Born and raised in South Central Los Angeles, Ramirez is the child of immigrant parents from El Salvador. Growing up he remembers helping his mom clean houses. His father sowed for a living and would often bring work home, where Ramirez recalls hearing the sewing machine running at odd hours of the morning. “They instilled a lot of good characteristics in me,” says Ramirez, a list that includes, “hard work, determination, and being a good person to others.”

Ramirez was the only creative member of his family, and fell in love with art including graffiti and photography at a young age. “I always carried a camera because I knew it was my safety and it was also a vehicle for me to communicate with others,” he says. Despite growing up in an area with gangs, his camera gave him an opportunity to connect with people by making them curious about his art.

UC Santa Cruz presented an option for college that was different from the concrete jungle of L.A. while also being just the right distance from his family so that Ramirez could visit them every so often without them being around all the time. He double majored in art and sociology with a focus in photography and printmaking. After graduating he volunteered at some art studios on campus until a full-time job opened up.

Ramirez was recently nominated as one of the top alumni of the printmaking program. As part of that honor he and 15 other alumni are creating a group portfolio that will be on display in May at Institute of Arts and Science. The work will be auctioned off at the end of the year to help raise money for the program, which is now in its 50th year. 

Along with his robust work on campus, Ramirez involves himself with art around Santa Cruz and the wider areas. He is on the board of the non profit, the Santa Cruz Art League, which has existed for over a century (since 1919). “We are probably one of the few art centers that services the senior community,” he says. They also teach both online and in person classes for people of all ages.

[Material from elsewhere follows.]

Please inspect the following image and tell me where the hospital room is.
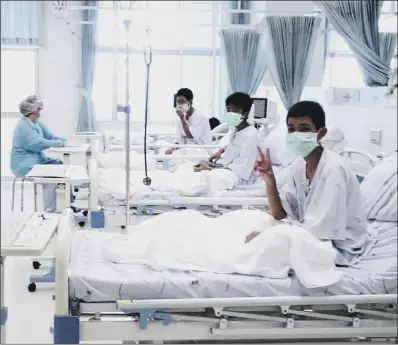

Other work in the community includes his semi-recent win of a Rydell Fellowship, which grants artists in $20,000 for two years to pursue their personal projects. Ramirez used his grant to investigate the uptick of flower vendors in California during the pandemic. “I started creating a small case study around this,” he says. “I would go up to vendors, ask them about their experience about why they're doing what they're doing.” The Concrete Rose, as it was called, displayed portraits of flower vendors through photographs and prints. Ramirez also helped create marketing materials such as business cards, posters, and banners to help these small businesses.

Ramirez still stays busy with his art. He currently has a piece on display at the M. K. Contemporary Gallery in downtown Santa Cruz, he has more work going up in San Jose in March, and he is trying to get more art in galleries in Oakland and San Francisco. All of his art, which largely focuses on issues of labor and migration can be found on his website.

“For now I'm happy where I am,” says Ramirez. “I'm able to work with students and be able to teach to a certain extent, and I'm learning a lot about technology and innovations that are going on and printing now.” But Ramirez also has plans for his future. He would like to go grad school, and possibly teach in the future. And at the heart of everything is his art. “I'm really trying to put my name more out there because people just see me as a tech person but I'm also like an artist.”